While Digg gets the most attention in this space, another interesting site is StumbleUpon
, recently acquired by eBay. Think of StumbleUpon like channel-surfing the Internet: Once you tell it what kind of sites you like, every time you click the "Stumble" button in your browser, you go to another site that's been viewed by other StumbleUpon users who share your interests. You can give each site you see a thumbs up or thumbs down ranking, so votes come into play, which helps provide StumbleUpon with more context for deciding what sites to show its users in the future.
The Potential within Law Firms
As more applications and services come to rely on the wisdom of crowds to infer relevance, interest and value, we'll see more specific uses within corporate and legal organization settings.
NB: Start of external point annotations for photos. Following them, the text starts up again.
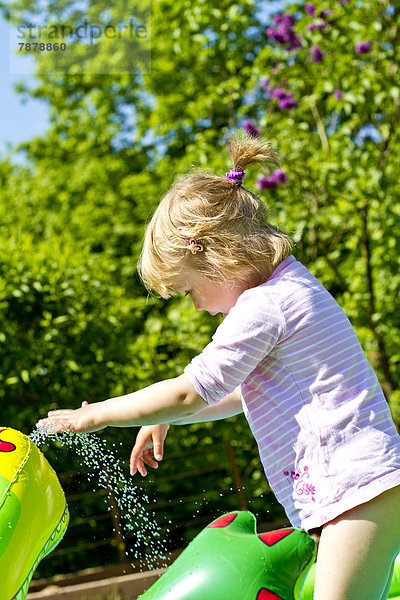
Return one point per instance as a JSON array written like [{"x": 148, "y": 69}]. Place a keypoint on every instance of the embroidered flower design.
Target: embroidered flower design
[{"x": 301, "y": 486}]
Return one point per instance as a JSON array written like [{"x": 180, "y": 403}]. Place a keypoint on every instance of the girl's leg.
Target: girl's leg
[
  {"x": 385, "y": 594},
  {"x": 357, "y": 550}
]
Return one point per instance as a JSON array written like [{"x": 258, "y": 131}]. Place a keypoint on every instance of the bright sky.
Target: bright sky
[{"x": 20, "y": 122}]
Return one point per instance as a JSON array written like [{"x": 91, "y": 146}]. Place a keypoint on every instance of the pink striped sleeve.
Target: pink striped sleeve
[{"x": 246, "y": 336}]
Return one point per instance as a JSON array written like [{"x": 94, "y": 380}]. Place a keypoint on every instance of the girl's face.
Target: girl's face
[{"x": 210, "y": 295}]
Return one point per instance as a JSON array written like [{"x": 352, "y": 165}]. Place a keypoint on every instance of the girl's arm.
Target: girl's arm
[
  {"x": 168, "y": 400},
  {"x": 228, "y": 407},
  {"x": 149, "y": 445}
]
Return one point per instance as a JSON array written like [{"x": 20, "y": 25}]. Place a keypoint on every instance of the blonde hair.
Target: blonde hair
[{"x": 229, "y": 221}]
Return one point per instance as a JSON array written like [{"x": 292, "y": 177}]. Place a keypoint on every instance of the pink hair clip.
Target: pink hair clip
[{"x": 192, "y": 245}]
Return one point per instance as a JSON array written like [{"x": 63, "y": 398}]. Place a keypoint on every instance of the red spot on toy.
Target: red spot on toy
[
  {"x": 224, "y": 521},
  {"x": 265, "y": 594},
  {"x": 274, "y": 536},
  {"x": 6, "y": 446}
]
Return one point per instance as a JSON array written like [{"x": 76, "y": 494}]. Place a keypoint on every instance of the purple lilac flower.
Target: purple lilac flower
[
  {"x": 278, "y": 93},
  {"x": 285, "y": 20},
  {"x": 363, "y": 47},
  {"x": 317, "y": 54},
  {"x": 265, "y": 84},
  {"x": 325, "y": 13},
  {"x": 310, "y": 9},
  {"x": 266, "y": 182},
  {"x": 284, "y": 34},
  {"x": 251, "y": 129},
  {"x": 287, "y": 103},
  {"x": 280, "y": 176},
  {"x": 312, "y": 26}
]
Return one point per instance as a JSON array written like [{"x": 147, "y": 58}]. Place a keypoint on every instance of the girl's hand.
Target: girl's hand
[
  {"x": 84, "y": 419},
  {"x": 149, "y": 446}
]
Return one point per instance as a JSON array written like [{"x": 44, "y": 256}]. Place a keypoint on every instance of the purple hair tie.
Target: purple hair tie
[{"x": 236, "y": 176}]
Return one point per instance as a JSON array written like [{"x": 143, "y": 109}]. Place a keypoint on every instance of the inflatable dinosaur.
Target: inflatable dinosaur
[{"x": 33, "y": 512}]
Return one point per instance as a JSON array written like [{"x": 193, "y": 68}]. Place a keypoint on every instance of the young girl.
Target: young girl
[{"x": 287, "y": 356}]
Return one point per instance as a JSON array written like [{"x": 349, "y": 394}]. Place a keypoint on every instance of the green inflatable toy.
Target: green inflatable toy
[
  {"x": 228, "y": 559},
  {"x": 394, "y": 592},
  {"x": 33, "y": 512}
]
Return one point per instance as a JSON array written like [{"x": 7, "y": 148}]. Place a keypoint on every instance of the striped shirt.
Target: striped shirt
[{"x": 324, "y": 431}]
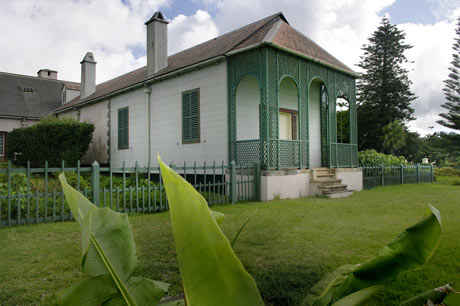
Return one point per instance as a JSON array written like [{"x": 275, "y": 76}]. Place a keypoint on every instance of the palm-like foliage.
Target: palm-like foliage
[
  {"x": 109, "y": 257},
  {"x": 352, "y": 285}
]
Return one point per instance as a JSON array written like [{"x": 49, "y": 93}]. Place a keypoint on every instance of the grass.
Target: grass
[{"x": 287, "y": 246}]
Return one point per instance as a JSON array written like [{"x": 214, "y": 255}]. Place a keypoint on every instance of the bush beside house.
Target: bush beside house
[
  {"x": 373, "y": 158},
  {"x": 52, "y": 139}
]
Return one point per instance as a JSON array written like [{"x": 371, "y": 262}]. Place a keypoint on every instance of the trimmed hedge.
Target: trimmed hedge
[
  {"x": 372, "y": 158},
  {"x": 52, "y": 139},
  {"x": 446, "y": 171}
]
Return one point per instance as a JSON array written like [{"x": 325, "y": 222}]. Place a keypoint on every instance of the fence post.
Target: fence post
[
  {"x": 401, "y": 173},
  {"x": 233, "y": 181},
  {"x": 418, "y": 173},
  {"x": 432, "y": 173},
  {"x": 383, "y": 175},
  {"x": 95, "y": 182},
  {"x": 257, "y": 181}
]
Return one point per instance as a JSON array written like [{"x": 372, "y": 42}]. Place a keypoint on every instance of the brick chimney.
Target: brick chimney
[
  {"x": 47, "y": 74},
  {"x": 88, "y": 75},
  {"x": 157, "y": 43}
]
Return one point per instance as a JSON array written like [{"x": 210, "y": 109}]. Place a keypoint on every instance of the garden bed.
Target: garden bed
[{"x": 287, "y": 246}]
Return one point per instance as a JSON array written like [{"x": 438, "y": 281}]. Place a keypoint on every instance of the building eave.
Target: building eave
[
  {"x": 146, "y": 82},
  {"x": 267, "y": 43}
]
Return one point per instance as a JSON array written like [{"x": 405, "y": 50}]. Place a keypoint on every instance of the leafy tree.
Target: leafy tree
[
  {"x": 394, "y": 136},
  {"x": 413, "y": 150},
  {"x": 52, "y": 139},
  {"x": 384, "y": 87},
  {"x": 451, "y": 119}
]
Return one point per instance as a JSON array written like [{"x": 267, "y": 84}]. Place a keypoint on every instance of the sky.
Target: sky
[{"x": 56, "y": 34}]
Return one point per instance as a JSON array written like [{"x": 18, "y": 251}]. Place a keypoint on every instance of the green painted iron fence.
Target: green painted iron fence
[
  {"x": 34, "y": 195},
  {"x": 374, "y": 176}
]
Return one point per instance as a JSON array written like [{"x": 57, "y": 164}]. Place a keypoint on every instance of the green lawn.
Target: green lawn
[{"x": 287, "y": 246}]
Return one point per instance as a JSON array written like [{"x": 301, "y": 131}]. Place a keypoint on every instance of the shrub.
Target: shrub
[
  {"x": 446, "y": 171},
  {"x": 372, "y": 158},
  {"x": 52, "y": 139}
]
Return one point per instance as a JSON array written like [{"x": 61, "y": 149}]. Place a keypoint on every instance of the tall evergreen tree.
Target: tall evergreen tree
[
  {"x": 451, "y": 119},
  {"x": 384, "y": 87}
]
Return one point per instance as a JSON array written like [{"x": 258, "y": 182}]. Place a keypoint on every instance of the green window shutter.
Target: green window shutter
[
  {"x": 123, "y": 131},
  {"x": 191, "y": 116}
]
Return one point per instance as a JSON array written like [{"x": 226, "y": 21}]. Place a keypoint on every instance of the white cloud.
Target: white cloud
[
  {"x": 432, "y": 53},
  {"x": 37, "y": 34},
  {"x": 187, "y": 31},
  {"x": 343, "y": 26},
  {"x": 56, "y": 35},
  {"x": 339, "y": 26}
]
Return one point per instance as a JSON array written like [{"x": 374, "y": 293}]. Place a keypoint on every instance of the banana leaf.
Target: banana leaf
[
  {"x": 109, "y": 255},
  {"x": 358, "y": 298},
  {"x": 211, "y": 273},
  {"x": 436, "y": 296},
  {"x": 408, "y": 252}
]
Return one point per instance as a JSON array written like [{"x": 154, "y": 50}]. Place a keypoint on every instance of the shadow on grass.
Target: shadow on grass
[{"x": 284, "y": 285}]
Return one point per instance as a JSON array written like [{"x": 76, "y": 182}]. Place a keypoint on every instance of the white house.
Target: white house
[
  {"x": 262, "y": 93},
  {"x": 24, "y": 100}
]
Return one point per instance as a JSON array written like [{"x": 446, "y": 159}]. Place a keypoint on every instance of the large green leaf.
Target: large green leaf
[
  {"x": 359, "y": 297},
  {"x": 109, "y": 254},
  {"x": 211, "y": 273},
  {"x": 409, "y": 251},
  {"x": 436, "y": 296}
]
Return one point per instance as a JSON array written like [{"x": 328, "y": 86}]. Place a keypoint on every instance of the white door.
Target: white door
[
  {"x": 314, "y": 125},
  {"x": 285, "y": 126}
]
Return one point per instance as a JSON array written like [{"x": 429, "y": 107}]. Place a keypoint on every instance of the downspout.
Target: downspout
[{"x": 147, "y": 92}]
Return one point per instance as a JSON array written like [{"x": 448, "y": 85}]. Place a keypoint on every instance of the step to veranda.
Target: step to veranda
[{"x": 338, "y": 193}]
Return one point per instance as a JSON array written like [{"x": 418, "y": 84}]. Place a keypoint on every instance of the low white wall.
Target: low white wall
[
  {"x": 8, "y": 124},
  {"x": 285, "y": 184},
  {"x": 352, "y": 177},
  {"x": 293, "y": 184}
]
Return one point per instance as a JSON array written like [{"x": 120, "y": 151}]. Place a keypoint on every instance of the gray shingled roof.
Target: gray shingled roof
[
  {"x": 27, "y": 96},
  {"x": 274, "y": 30}
]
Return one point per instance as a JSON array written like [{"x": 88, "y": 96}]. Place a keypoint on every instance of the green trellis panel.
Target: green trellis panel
[{"x": 269, "y": 66}]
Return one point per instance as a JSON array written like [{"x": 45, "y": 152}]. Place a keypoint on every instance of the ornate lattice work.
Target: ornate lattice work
[
  {"x": 317, "y": 71},
  {"x": 269, "y": 65},
  {"x": 247, "y": 151},
  {"x": 247, "y": 63},
  {"x": 289, "y": 153},
  {"x": 288, "y": 65},
  {"x": 324, "y": 104}
]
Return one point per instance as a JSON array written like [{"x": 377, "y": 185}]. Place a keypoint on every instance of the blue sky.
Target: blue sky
[{"x": 36, "y": 34}]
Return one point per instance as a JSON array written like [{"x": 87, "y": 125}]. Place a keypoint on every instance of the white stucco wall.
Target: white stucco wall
[
  {"x": 285, "y": 184},
  {"x": 97, "y": 114},
  {"x": 352, "y": 177},
  {"x": 8, "y": 124},
  {"x": 71, "y": 94},
  {"x": 314, "y": 125},
  {"x": 137, "y": 129},
  {"x": 166, "y": 120},
  {"x": 247, "y": 109}
]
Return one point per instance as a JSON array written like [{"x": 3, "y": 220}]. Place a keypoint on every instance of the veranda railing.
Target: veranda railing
[{"x": 33, "y": 195}]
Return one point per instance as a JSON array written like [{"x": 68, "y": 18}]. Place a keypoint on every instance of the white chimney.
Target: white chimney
[
  {"x": 47, "y": 74},
  {"x": 157, "y": 43},
  {"x": 88, "y": 75}
]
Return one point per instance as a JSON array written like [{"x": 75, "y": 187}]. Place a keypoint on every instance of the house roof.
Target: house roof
[
  {"x": 274, "y": 30},
  {"x": 28, "y": 96}
]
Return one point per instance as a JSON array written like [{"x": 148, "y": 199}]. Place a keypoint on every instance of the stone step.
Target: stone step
[
  {"x": 332, "y": 187},
  {"x": 338, "y": 193},
  {"x": 326, "y": 182},
  {"x": 324, "y": 175}
]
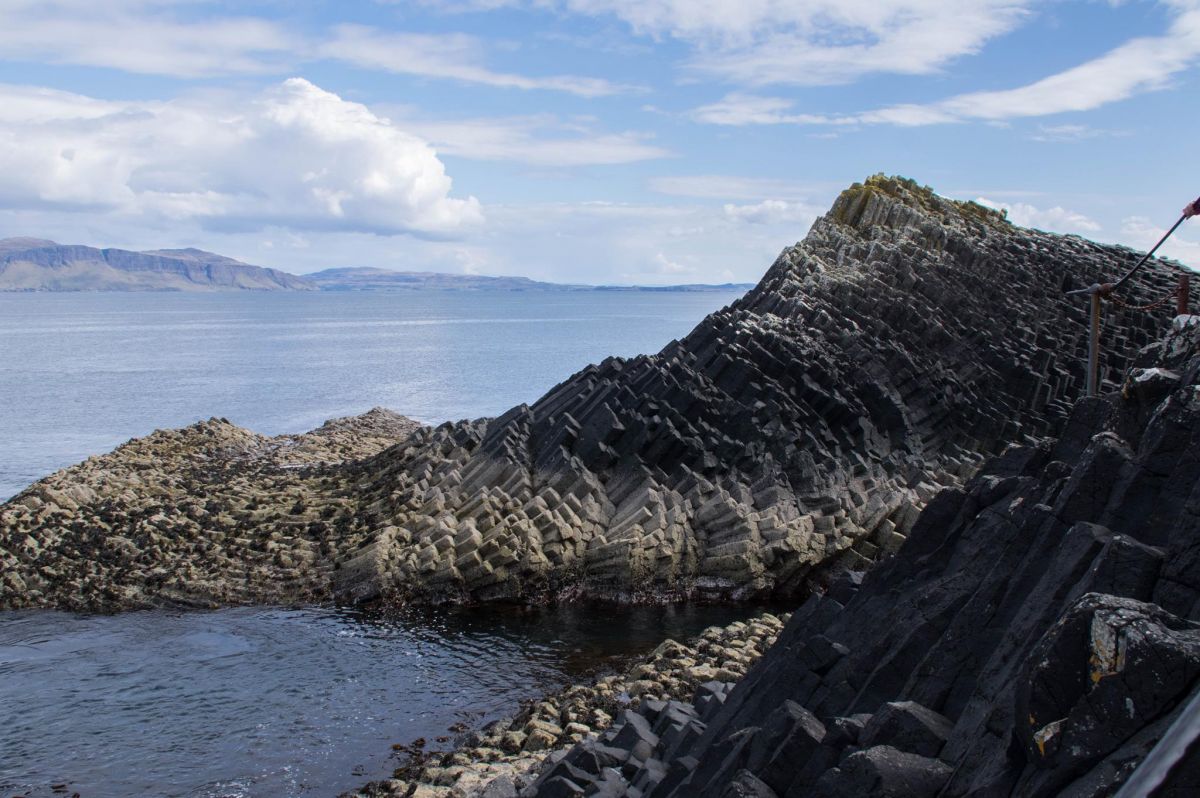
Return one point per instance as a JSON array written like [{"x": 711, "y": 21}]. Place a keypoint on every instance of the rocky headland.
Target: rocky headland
[
  {"x": 795, "y": 433},
  {"x": 1000, "y": 580},
  {"x": 1038, "y": 634}
]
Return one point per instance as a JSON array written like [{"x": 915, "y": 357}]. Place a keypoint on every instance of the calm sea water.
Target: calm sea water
[
  {"x": 281, "y": 702},
  {"x": 299, "y": 701},
  {"x": 82, "y": 373}
]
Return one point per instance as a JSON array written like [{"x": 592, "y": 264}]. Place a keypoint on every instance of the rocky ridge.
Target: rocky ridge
[
  {"x": 210, "y": 514},
  {"x": 799, "y": 430},
  {"x": 1037, "y": 635}
]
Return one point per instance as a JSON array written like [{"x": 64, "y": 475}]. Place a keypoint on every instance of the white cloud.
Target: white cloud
[
  {"x": 737, "y": 109},
  {"x": 669, "y": 267},
  {"x": 138, "y": 36},
  {"x": 772, "y": 211},
  {"x": 1057, "y": 219},
  {"x": 715, "y": 186},
  {"x": 151, "y": 37},
  {"x": 816, "y": 42},
  {"x": 1072, "y": 133},
  {"x": 541, "y": 139},
  {"x": 450, "y": 55},
  {"x": 1141, "y": 234},
  {"x": 293, "y": 156},
  {"x": 1137, "y": 66}
]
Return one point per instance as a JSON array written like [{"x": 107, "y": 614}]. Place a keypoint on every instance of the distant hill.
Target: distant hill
[
  {"x": 364, "y": 279},
  {"x": 40, "y": 265},
  {"x": 36, "y": 264}
]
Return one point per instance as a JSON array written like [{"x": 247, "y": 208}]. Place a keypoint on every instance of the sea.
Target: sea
[{"x": 288, "y": 701}]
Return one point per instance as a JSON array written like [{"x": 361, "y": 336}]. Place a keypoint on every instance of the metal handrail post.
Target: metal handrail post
[{"x": 1093, "y": 349}]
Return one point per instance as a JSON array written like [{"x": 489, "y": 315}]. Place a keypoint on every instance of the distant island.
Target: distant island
[
  {"x": 30, "y": 264},
  {"x": 41, "y": 265}
]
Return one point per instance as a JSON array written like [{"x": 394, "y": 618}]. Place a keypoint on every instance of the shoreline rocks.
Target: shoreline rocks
[
  {"x": 1036, "y": 636},
  {"x": 504, "y": 757},
  {"x": 791, "y": 436}
]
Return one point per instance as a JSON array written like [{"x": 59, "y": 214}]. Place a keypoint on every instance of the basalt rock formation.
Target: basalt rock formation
[
  {"x": 1037, "y": 635},
  {"x": 798, "y": 430}
]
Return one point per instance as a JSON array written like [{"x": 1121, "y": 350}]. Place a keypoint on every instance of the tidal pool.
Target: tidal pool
[{"x": 283, "y": 701}]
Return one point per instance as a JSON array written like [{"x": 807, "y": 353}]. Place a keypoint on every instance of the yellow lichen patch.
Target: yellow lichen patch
[
  {"x": 1047, "y": 733},
  {"x": 1108, "y": 647}
]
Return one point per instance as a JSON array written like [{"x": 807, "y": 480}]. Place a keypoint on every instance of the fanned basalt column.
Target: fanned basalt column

For example, what if your template library kept track of the number of times it was opened, edited or used in an actual filing? What if each document in the firm's document management system included an ability to "vote" for or against that document? A firm could easily replicate a Digg-like site (an open source version called Pligg
already exists) and adapt it for internal use, which would let lawyers, paralegals and librarians vote for relevant research sites, thereby building a knowledge base internally without requiring any one user to be its custodian. So how much wisdom is your firm gathering from its own crowd? Isn't it time to investigate how the minds of many can work better than one?